Wider die Willkür

Zweibrücken · Der Pfälzer Ludwig Christian Koch war der allererste deutsche Generalstaatsanwalt. Bis zum Zeitpunkt seiner Amtseinhebung war nicht rechtsverbindlich geklärt, wer in welchen Fällen Anklage gegen wen erheben durfte; vielfach entschied die Willkür der Obrigkeit und des Königs. Kochs Nachfolger im Amt des Generalstaatsanwalts ist heute Horst Hund.

Wer an das Jubiläum 200 Jahre Oberlandesgericht und die freiheitlichen Errungenschaften der Revolution denkt, hat meist die Pressefreiheit, öffentliche und mündliche Gerichtsverfahren vor einem aus Bürgern zusammengesetzten Geschworenengericht sowie die von der Obrigkeit unabhängige Gleichbehandlung aller Bürger im Sinn. Was in diesem Zusammenhang erstaunlicher Weise weniger ins Bewusstsein dringt, ist die Bedeutung der viel zitierten "Gewaltenteilung", nach welcher die Gerichte von der Regierung unabhängig und rein dem Gesetz verpflichtet sind.

Gab es Gerichte schon lange und ist der Richterberuf bereits in der Bibel erwähnt, so fällt die Gründung einer Generalstaatsanwaltschaft mit der Gründung des pfälzischen Appellations-/Oberlandesgerichts 1815 zusammen: die Generalstaatsanwaltschaft in Zweibrücken blickt auf eine ebenfalls 200-jährige Geschichte zurück und ist die erste und älteste Staatsanwaltschaft in Deutschland überhaupt. Begründet wurde sie mit Genehmigung der bayerischen Regierung auf dem damals in der Pfalz erhaltenen, französischen Recht. Der Pfälzer Ludwig Christian Koch ist somit der allererste deutsche Generalstaatsanwalt.

Bis zu diesem Zeitpunkt war nicht rechtsverbindlich geklärt, wer in welchen Fällen Anklage gegen wen erheben durfte, sondern vielfach entschieden die Willkür der Obrigkeit und des Königs. Die damaligen Strafgerichte entschieden im Rahmen eines "Inquisitionsprozesses" geheim und schriftlich über ebenso schriftliche Anklagen.
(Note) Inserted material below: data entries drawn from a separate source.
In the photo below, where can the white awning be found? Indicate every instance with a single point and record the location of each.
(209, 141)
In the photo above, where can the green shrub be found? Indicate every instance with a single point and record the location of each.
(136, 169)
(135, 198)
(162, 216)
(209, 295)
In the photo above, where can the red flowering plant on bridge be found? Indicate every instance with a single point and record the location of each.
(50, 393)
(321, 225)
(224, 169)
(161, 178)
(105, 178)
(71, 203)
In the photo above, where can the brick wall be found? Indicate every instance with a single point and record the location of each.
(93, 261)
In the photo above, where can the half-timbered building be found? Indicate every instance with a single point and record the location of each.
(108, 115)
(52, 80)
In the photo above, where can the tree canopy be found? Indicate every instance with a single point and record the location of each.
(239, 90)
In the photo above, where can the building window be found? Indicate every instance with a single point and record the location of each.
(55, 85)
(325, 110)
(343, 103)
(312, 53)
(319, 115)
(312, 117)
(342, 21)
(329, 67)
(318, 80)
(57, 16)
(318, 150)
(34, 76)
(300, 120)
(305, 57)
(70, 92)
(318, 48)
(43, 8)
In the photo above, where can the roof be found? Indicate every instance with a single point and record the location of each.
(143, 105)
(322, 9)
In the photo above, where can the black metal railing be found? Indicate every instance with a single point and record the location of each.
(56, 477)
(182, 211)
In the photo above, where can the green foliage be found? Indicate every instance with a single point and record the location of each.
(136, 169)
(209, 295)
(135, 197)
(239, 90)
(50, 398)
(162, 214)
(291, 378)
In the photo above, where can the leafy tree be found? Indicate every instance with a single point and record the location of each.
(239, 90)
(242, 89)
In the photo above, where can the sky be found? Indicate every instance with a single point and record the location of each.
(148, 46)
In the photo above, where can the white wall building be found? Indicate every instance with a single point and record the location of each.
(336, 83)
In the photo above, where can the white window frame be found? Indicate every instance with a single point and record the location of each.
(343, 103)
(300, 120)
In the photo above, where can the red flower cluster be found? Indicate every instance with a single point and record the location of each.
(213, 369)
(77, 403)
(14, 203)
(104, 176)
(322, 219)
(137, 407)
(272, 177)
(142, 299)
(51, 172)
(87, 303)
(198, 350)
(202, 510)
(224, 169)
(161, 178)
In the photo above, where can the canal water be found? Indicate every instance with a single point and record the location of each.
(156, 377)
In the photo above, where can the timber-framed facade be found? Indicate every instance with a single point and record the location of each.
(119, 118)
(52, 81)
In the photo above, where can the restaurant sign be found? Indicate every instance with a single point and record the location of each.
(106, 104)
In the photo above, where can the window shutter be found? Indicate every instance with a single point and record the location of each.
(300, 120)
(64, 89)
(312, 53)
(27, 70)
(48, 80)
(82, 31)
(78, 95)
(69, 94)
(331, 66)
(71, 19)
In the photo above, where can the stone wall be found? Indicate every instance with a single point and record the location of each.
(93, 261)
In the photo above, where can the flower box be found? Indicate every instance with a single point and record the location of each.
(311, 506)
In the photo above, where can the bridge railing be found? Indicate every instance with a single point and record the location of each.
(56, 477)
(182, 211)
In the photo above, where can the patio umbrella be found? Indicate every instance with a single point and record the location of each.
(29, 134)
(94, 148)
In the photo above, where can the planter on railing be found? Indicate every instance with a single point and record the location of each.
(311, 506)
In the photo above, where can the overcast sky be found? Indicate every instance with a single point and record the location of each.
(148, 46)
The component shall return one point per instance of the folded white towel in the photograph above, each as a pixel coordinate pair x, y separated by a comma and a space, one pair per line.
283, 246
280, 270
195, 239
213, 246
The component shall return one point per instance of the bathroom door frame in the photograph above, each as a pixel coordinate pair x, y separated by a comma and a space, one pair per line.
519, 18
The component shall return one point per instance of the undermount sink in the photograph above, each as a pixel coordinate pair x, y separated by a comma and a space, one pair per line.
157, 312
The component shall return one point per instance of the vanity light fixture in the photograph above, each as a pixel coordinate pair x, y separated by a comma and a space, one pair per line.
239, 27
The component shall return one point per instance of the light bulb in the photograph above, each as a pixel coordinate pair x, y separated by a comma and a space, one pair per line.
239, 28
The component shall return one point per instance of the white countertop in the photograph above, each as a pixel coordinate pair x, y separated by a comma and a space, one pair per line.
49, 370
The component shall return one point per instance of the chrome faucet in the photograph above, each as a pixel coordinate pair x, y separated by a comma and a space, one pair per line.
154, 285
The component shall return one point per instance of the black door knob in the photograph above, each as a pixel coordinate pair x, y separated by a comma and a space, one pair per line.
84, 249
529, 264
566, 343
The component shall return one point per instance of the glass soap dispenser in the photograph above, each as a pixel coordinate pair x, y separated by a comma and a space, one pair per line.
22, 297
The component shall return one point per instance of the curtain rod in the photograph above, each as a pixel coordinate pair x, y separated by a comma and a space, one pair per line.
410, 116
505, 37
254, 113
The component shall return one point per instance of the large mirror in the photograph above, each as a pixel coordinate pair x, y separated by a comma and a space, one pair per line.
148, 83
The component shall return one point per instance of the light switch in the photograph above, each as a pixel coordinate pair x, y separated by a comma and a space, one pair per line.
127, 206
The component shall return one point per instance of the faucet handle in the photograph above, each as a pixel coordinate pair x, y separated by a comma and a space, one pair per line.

Das Volk hatte sein Vertrauen in dieses Verfahren verloren und klagte in der frühen Mitte des 18. Jahrhunderts über gerichtliche Willkür bei der preußischen Staatsregierung. "Insbesondere den Einzelrichtern wurde - ob zu Recht oder zu Unrecht dürfte kaum zu entscheiden sein - ,Unfleiß, Parteilichkeit und Selbstüberhebung' vorgeworfen", weiß der amtierende Generalstaatsanwalt, Horst Hund. Die preußische Staatsregierung verringerte daraufhin die Kompetenz für den Einzelrichter und schuf eine Staatsanwaltschaft mit der neuen Befugnis, "im Interesse des öffentlichen Wohls" Rechtsmittel einzulegen. Ausdrücklich wird der Staatsanwalt als "Organ des Justizministers" bezeichnet; dieser wurde auch tätig bei den ständig zunehmenden "Beschwerden über Übergriffe der Polizeibehörden und ihrer Beamten", insbesondere "willkürlich vorgenommene oder unmotiviert lange dauernde polizeiliche Verhaftungen". Die Polizei wurde verpflichtet, die Staatsanwaltschaft über alle Kriminalsachen zu unterrichten und ihren Weisungen zu folgen. So ist es bis heute.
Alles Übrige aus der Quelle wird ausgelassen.